Motion S4M-6502, Endangered Species and Wild Land Conservation, lodged by Murdo Fraser MSP, has won the support of SNP, Labour, Conservative and independent MSPs.

Stuart Brooks, Chief Executive of the John Muir Trust (JMT) said: “Tomorrow’s debate is a positive step forward for the Trust’s Wild Land Campaign. This is the Scottish Government’s Year of Natural Scotland, so this discussion is timely.

“We welcome the cross-party support this motion has attracted. This debate should be a step up to a nationwide debate on the rapid loss of Scotland’s wild land as a result of unsuitable development.

“We’re running out of time. Two years ago, when we delivered our petition to Parliament calling for a wild land designation, SNH warned of the dangers of leaving it too late to take action. Since then, development pressure on our wild land has grown more intense.
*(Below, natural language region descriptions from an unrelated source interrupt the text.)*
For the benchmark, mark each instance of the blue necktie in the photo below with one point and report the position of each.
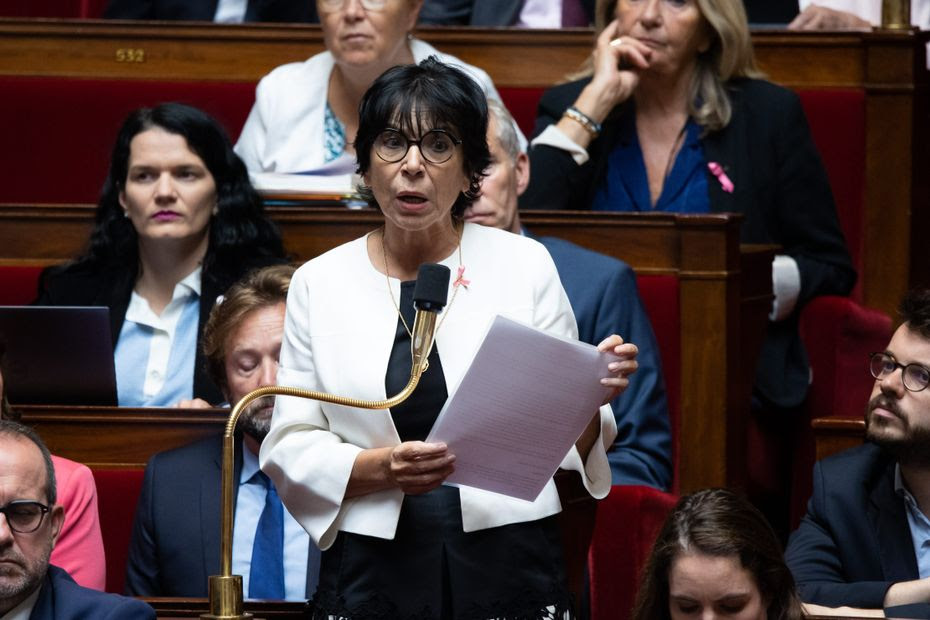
(266, 576)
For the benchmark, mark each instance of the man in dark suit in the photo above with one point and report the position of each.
(865, 540)
(603, 294)
(214, 10)
(29, 586)
(175, 541)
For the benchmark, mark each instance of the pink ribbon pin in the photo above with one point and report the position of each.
(460, 279)
(717, 170)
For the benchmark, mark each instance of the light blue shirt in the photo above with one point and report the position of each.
(250, 502)
(155, 354)
(919, 525)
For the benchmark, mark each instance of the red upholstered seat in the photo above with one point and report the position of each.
(18, 284)
(628, 521)
(117, 494)
(63, 129)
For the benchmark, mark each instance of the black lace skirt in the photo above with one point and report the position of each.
(434, 570)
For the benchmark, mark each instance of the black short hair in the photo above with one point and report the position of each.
(430, 95)
(915, 310)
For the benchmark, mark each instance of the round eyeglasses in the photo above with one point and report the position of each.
(24, 516)
(915, 376)
(436, 145)
(337, 5)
With the proportion of wild land left in Scotland shrinking at an alarming rate, this debate should be a wake-up call to politicians across the political spectrum to take action urgently.”
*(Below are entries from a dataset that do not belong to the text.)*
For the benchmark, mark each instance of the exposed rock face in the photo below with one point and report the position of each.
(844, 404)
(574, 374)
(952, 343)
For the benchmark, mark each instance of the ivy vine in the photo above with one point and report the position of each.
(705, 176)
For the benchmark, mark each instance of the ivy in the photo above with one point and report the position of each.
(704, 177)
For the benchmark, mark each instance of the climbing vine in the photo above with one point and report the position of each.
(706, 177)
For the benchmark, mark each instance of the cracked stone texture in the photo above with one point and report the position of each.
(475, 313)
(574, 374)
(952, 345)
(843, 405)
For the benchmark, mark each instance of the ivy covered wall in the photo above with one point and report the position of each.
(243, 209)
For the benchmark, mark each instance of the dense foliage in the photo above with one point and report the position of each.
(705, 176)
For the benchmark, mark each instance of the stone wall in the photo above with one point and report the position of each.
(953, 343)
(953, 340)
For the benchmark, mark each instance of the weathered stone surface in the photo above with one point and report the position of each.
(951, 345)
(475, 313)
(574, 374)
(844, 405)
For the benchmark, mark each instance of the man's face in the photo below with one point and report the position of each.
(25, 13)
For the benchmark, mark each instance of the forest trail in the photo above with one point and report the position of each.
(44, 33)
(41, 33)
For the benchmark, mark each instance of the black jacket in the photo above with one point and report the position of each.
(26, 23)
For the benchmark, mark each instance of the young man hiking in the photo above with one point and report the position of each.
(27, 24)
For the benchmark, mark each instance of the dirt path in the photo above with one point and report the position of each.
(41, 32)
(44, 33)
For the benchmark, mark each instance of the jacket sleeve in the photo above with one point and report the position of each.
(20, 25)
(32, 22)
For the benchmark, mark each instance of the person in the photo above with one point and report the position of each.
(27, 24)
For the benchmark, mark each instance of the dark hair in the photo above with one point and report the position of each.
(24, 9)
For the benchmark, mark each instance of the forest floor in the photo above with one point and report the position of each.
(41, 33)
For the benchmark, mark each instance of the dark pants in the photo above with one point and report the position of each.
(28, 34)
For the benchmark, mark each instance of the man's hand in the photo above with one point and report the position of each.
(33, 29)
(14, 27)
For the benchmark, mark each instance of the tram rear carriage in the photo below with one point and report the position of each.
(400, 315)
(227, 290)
Ramblers Scotland is also supportive of the JMT’s Wild Land Campaign but is concerned that the process for establishing such a designation, including new legislation, will take too long and too small an area of Scotland will be protected for its wild land value.

The Ramblers in Scotland have called for the following three priorities to be addressed:

“Firstly, the western boundary of the Cairngorms National Park should be extended across the Monadhliaths until it is close to Fort Augustus, and all windfarm applications within this area should be rejected, in their entirety.  At the same time consideration needs to be given to promoting the Cairngorms National Park as a potential World Heritage Site, for designation under the World Heritage Convention as an outstanding area of worldwide significance for its cultural and natural values.  The Cairngorms was proposed for such an accolade as long ago as 1981 but successive UK and Scottish Governments have done little to advance the case in the last 30 years.

Secondly, if a new environmental designation designed to protect wild land is not agreed at present, we should consider whether wild land protection needs can be built into planning policies as a whole, as well as into the financial incentives which underpin much of what happens on the land, especially in support of agriculture and forestry.  We need to gain a widespread acceptance and understanding that wild land is present everywhere, with different degrees of “wildness” or “wilderness” quality, from the green spaces in our cities to the tops of the mountains.  In this way we have a basis for building criteria into our existing planning and financial mechanisms to protect wild land and its enjoyment.

Thirdly, to address public concerns about the scale of windfarm development in Scotland, the subsidy regime (the Renewables Obligation) should be scrapped for large scale onshore windfarm development.  Any energy subsidies should instead be directed towards the support of small scale farmer/crofter/community turbine developments and large offshore windfarm development.”